The role involves designing, implementing, and optimizing document intelligence pipelines and ML models for document classification, segmentation, and field extraction on AWS platforms.
Senior ML Engineer
Your responsibilities
- Design and implement end-to-end document intelligence pipelines on AWS
- Develop and optimize ML models for document classification, segmentation, and field extraction
- Build scalable data processing systems handling PDFs up to 2000 pages
- Collaborate with subject matter experts to create and refine requirements for extraction
- Own features from research through production deployment and monitoring
- Establish evaluation frameworks and quality metrics for extraction accuracy
Our requirements
- Advanced knowledge of Python (native, Pandas, ScikitLearn, Tensorflow or Pytorch, PyStats, Pydantic)

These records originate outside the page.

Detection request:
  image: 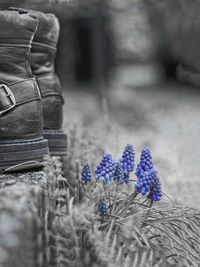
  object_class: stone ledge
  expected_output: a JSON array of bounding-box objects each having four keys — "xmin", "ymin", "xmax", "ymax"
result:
[{"xmin": 0, "ymin": 163, "xmax": 55, "ymax": 267}]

- Experience with AWS tools for ML Engineering and ML deployment (Sagemaker, Lambda, Cloudformation/CDK, Step Functions)
- Advanced knowledge of SQL and Data Modeling
- Experience with GenAI for document intelligence, including prompt engineering, RAG (Retrieval Augmented Generation), multi-modal models (vision + text), and production deployment using AWS Bedrock or Azure OpenAI APIs
- Experience in experiment design (power analysis and hypothesis testing)
- Proficiency in both written and verbal communication, required for a remote and largely asynchronous work environment
- Demonstrated capacity to clearly and concisely communicate complex technical problems and propose iterative solutions
- Experience owning a feature from concept to production, including proposal, discussion, and execution
- Experience with document processing tools (AWS Textract, Azure Document Intelligence, or similar OCR/layout detection systems)
- Experience with PDF and Image processing libraries (e.g. PyMuPDF, OpenCV, Pillow)
- Experience in Machine Learning/Data Science (e.g., ML algorithm selection, feature engineering, model training, hyperparameter tuning, supervised and unsupervised learning implementation, building model pipelines, using Machine Learning tools/libraries/frameworks)
- Experience working with AWS big data technologies (Redshift, S3, EMR, Glue, etc.)